- Nasz testowany napastnik wyłuskał piłkę bramkarzowi Zawiszy i już w 20. sekundzie posłał ją do siatki – dodaje dyrektor „zielonych”.

Radość z prowadzenia trwała aż… minutę. Nasi zagapili się w polu karnym i ratowali się faulem. Zawisza wyrównał z karnego. W 30. minucie zawodnik ze Rzgowa tak dośrodkował piłkę z boku boiska, że… Damian Rzeźniczak nie miał szans na skuteczną interwencję. Jednak w 44. minucie doświadczony Grzegorz Gorący wyrównał po rykoszecie. Kwadrans po przerwie Patryk Sumera zamienił na gola podanie Arkadiusza Stokłosa i było 2:3. Rzgowianie wyrównali w 75. minucie, wykorzystując sytuację sam na sam.

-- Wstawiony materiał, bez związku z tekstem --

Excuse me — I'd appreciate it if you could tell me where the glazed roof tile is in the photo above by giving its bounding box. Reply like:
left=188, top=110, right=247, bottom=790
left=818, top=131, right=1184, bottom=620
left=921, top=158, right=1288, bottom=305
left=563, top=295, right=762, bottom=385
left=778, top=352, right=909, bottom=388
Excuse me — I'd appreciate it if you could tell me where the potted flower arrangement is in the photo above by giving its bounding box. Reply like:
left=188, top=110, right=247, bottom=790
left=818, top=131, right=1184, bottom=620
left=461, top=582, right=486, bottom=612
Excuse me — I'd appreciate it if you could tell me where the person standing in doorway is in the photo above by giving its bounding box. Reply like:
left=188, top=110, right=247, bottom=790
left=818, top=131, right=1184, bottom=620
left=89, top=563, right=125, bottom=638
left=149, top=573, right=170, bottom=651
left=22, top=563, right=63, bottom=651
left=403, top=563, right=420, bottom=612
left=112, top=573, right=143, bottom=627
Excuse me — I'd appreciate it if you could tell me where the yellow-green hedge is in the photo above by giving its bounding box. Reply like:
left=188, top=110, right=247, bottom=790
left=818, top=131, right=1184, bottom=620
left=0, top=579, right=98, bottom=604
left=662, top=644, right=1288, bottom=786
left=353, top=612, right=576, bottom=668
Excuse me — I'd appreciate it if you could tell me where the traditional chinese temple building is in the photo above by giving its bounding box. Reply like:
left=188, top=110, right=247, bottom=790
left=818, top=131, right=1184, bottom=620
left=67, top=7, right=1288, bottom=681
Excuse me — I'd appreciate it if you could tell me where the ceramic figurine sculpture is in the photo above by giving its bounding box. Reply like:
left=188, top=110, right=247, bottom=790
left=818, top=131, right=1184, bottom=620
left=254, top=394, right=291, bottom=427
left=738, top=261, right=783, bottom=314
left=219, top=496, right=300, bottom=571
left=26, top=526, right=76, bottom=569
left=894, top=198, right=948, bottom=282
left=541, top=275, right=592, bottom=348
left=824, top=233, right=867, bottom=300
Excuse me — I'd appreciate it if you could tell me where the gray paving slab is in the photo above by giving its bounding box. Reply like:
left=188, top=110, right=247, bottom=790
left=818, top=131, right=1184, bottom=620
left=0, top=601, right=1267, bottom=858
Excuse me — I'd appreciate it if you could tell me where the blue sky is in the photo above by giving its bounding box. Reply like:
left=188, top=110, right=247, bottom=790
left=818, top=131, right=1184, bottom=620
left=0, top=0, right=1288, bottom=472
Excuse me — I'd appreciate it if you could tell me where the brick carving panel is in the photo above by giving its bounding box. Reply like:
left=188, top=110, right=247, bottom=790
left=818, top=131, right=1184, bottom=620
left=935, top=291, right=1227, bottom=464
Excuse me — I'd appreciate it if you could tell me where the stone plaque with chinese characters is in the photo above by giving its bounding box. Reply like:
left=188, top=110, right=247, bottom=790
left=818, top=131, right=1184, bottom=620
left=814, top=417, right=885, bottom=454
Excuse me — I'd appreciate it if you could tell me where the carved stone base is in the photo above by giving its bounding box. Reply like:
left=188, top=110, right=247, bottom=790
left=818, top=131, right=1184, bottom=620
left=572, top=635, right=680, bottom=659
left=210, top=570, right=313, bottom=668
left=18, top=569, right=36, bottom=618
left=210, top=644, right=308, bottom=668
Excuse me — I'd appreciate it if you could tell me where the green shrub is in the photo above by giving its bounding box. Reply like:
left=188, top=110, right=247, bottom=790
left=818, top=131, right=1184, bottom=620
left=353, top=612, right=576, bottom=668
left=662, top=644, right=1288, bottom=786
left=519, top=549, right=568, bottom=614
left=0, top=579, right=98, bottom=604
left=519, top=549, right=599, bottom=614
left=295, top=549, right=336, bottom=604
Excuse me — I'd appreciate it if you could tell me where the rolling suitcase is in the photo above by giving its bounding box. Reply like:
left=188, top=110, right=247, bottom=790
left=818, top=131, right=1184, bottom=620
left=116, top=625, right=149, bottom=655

W drużynie Włókniarza stawiają na… „stranierich”. W pomocy zagrał Ukrainiec, Hiennadij Tubenkow.

- Ostatnio grał w Sparcie Łódź. To chłopak, który skończył studia w Polsce, więc nie będzie miał kłopotów z aklimatyzacją – mówi Włodarczewski.

Na boisku ChKS Łódź w barwach „zielonych” zabrakło: Michała Mendaka, Jakuba Dobroszka, Kacpra Kirwiela i Adriana Pędziwiatra. Wszyscy mają być gotowi na sobotni ligowy mecz z LKS Rosanów.

Zawisza Rzgów – Włókniarz 3:3 (2:2)

Gole dla Włókniarza: testowany, Gorący, Sumera.

Włókniarz: Rzeźniczak – Klimek, Acela, Leonow, Bieliński – Rudzki, Potrzebowski, Tubenkow, Kowalski – testowany, Gorący. Na zmiany: Waszczuk – Maślakiewicz, Jarych, Stokłos, Sumera, Wołynkiewicz.